自営業の経理担当者必見!従業員の年末調整、書類の疑問を徹底解説

この記事では、自営業で経理を担当されている方が、従業員を初めて雇用した際に直面する年末調整に関する疑問を解決します。特に、源泉徴収票の取り扱い、源泉徴収簿への記載方法、そして還付金の処理といった具体的な事務処理について、わかりやすく解説します。初めての経験で不安を感じている方も、この記事を読めば、スムーズに年末調整を進められるようになるでしょう。

それでは、具体的なQ&Aを見ていきましょう。

自営業で経理を担当しています。

初めて従業員を雇い、書類等の細かい事務処理が分かりません。

① 中途採用者から前職の源泉徴収票を元に年末調整を行いましたが、その源泉徴収票はどうすればいいでしょうか?

② その際の源泉徴収簿への記載は必要ですか? 自社が支払った分の記載は済ませてありますが、前職の分をどうすればいいですか? 右側の「年末調整」の欄への記入は分かりますが、左側の「給料・手当等」の欄が分かりません。

初歩的な質問ですが宜しくお願いします。

補足

②の補足です。

従業員に還付を1月に行う場合、「本年中に還付する金額」と「翌年において還付する金額」のどちらの記入になりますか?

伏せてお願いしますm(_ _)m

Q1:中途採用者の源泉徴収票、保管と取り扱い

中途採用者から受け取った前職の源泉徴収票は、年末調整を行う上で非常に重要な書類です。この書類は、従業員の1月から入社までの給与や社会保険料控除などの情報を把握するために必要となります。正しく保管し、適切に取り扱うことが、年末調整を正確に行うために不可欠です。

1. 源泉徴収票の保管方法

源泉徴収票は、他の給与関連書類と同様に、厳重に保管する必要があります。以下の点に注意して保管しましょう。

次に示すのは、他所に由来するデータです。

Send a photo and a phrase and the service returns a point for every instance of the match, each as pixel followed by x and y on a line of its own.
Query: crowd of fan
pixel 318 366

  • 保管場所:他の給与明細、賃金台帳、年末調整関連書類などと一緒に保管します。施錠できるキャビネットや金庫などが望ましいです。
  • 保管期間:税法上、源泉徴収票を含む給与関係の書類は、原則として7年間保管する必要があります。これは、税務署の税務調査に対応するためです。
  • 整理方法:従業員ごとにファイルを作成し、そこに源泉徴収票を綴じるなど、整理しやすい方法で保管します。

2. 源泉徴収票の取り扱い

源泉徴収票は、年末調整の計算に使用するだけでなく、税務署への提出が必要な書類でもあります。以下の点に注意して取り扱いましょう。

  • 年末調整への利用:源泉徴収票に記載されている「支払金額」や「社会保険料控除額」などの情報を、年末調整の計算に利用します。
  • 税務署への提出:従業員の給与所得の金額によっては、税務署に「給与所得の源泉徴収票等の法定調書合計表」を提出する必要があります。この際、源泉徴収票の情報を基に作成します。
  • 個人情報保護:源泉徴収票には、従業員の個人情報が記載されています。紛失や情報漏洩がないように、厳重に管理しましょう。

3. 源泉徴収票の紛失・未提出の場合の対応

もし従業員が源泉徴収票を紛失した場合や、前職の会社から源泉徴収票が発行されない場合は、以下の対応が必要です。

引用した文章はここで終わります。